An Analysis of Premier League.rmd
The Premier League is an English professional league for men’s association football clubs. At the top of the English football league system, it is the country’s primary football competition. Contested by 20 clubs, it operates on a system of promotion and relegation with the English Football League. Premier League season runs from August to May, Teams play 38 matches each, totalling 380 matches in the season. I have to say that it’s my favorite league in the world, I do really enjoy the high competitiveness of Premier League, Also in the video game, it’s a wise choice to start your career mode using a Premier League team due to the high transfer budget.
Setup
The soccer data is collected and prepared by James P. Curley (2016). engsoccerdata: English Soccer Data
Import and clean the data
library(stats)
library(devtools)
# install_github('jalapic/engsoccerdata', username = 'jalapic')
library(engsoccerdata)
library(dplyr)
library(tidyr)
library(tidyverse)
library(ggplot2)
library(ggrepel)
df <- as_tibble(england)
# The dataset includes results of all top 4 tier soccer games in England
# since 1888, In our analysis, We are only interested in the Premier League
# which started in 1992.
df$date <- as.Date(df$Date, format = "%Y-%m-%d")

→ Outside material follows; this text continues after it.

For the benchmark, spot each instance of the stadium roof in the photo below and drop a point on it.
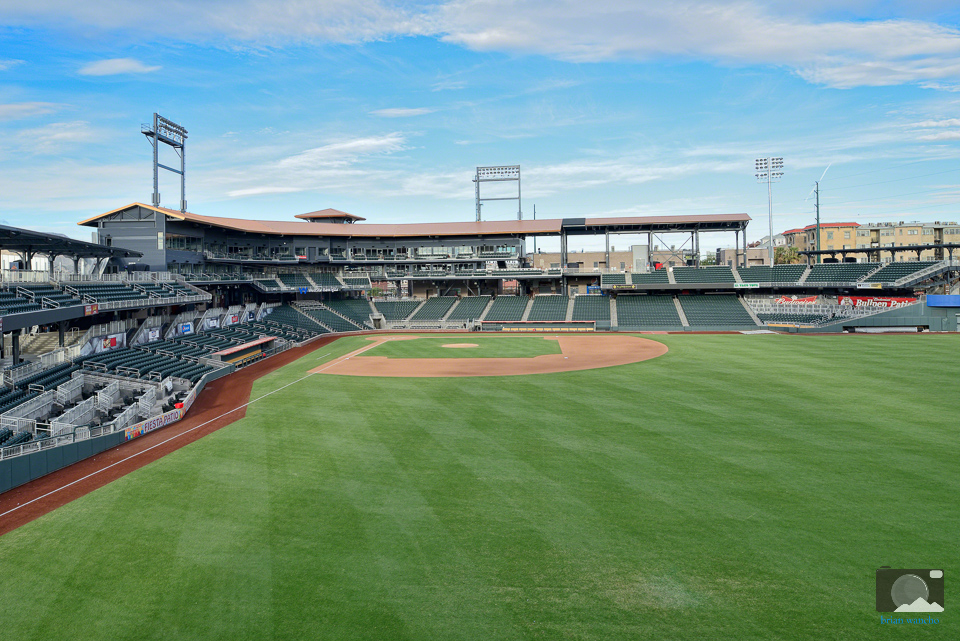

pl <- df %>% filter(tier == 1, Season >= 1992)
Visulizating some interesting facts
- The followings are the 47 teams that ever played in Premier League for at least one season
sort(unique(pl$home))
## [1] AFC Bournemouth Arsenal
## [3] Aston Villa Barnsley
## [5] Birmingham City Blackburn Rovers
## [7] Blackpool Bolton Wanderers
## [9] Bradford City Burnley
## [11] Cardiff City Charlton Athletic
## [13] Chelsea Coventry City
## [15] Crystal Palace Derby County
## [17] Everton Fulham
## [19] Hull City Ipswich Town
## [21] Leeds United Leicester City
## [23] Liverpool Manchester City
## [25] Manchester United Middlesbrough
## [27] Newcastle United Norwich City
## [29] Nottingham Forest Oldham Athletic
## [31] Portsmouth Queens Park Rangers
## [33] Reading Sheffield United
## [35] Sheffield Wednesday Southampton
## [37] Stoke City Sunderland
## [39] Swansea City Swindon Town
## [41] Tottenham Hotspur Watford
## [43] West Bromwich Albion West Ham United
## [45] Wigan Athletic Wimbledon
## [47] Wolverhampton Wanderers
## 142 Levels: Aberdare Athletic Accrington ... York City
- which clubs have never been relegated from the league ?
pl_team <- pl %>%
group_by(home) %>%
summarize(appearence = n_distinct(Season))
pl_team %>%
mutate(home = reorder(home, appearence)) %>%
top_n(15) %>%
ggplot(aes(x = reorder(home, -appearence), y = appearence)) +
geom_bar(stat = 'identity', fill = 'lightblue', color = 'black') +
theme(axis.text.x=element_text(angle=45, hjust=1)) +
xlab('Club') +
ylab('Season') +
ggtitle('Total Seasons in Premier League')
Since the start of the Premier League, seven clubs have never faced the drop: They are Arsenal, Aston Villa, Chelsea, Everton, Liverpool, Man Utd and Hotspur. Hopefully, we could see Newcastle United in the next season !
- Ranking of each club in the past 25 years
pl_rank <- pl %>%
mutate(home_team_point = ifelse(hgoal > vgoal, 3, ifelse(hgoal == vgoal, 1, 0))) %>%
mutate(away_team_point = ifelse(vgoal > hgoal, 3, ifelse(hgoal == vgoal, 1, 0)))
temp1 <- pl_rank %>%
group_by(Season, home) %>%
summarize(home_points = sum(home_team_point))
temp2 <- pl_rank %>%
group_by(Season, visitor) %>%
summarize(away_points = sum(away_team_point))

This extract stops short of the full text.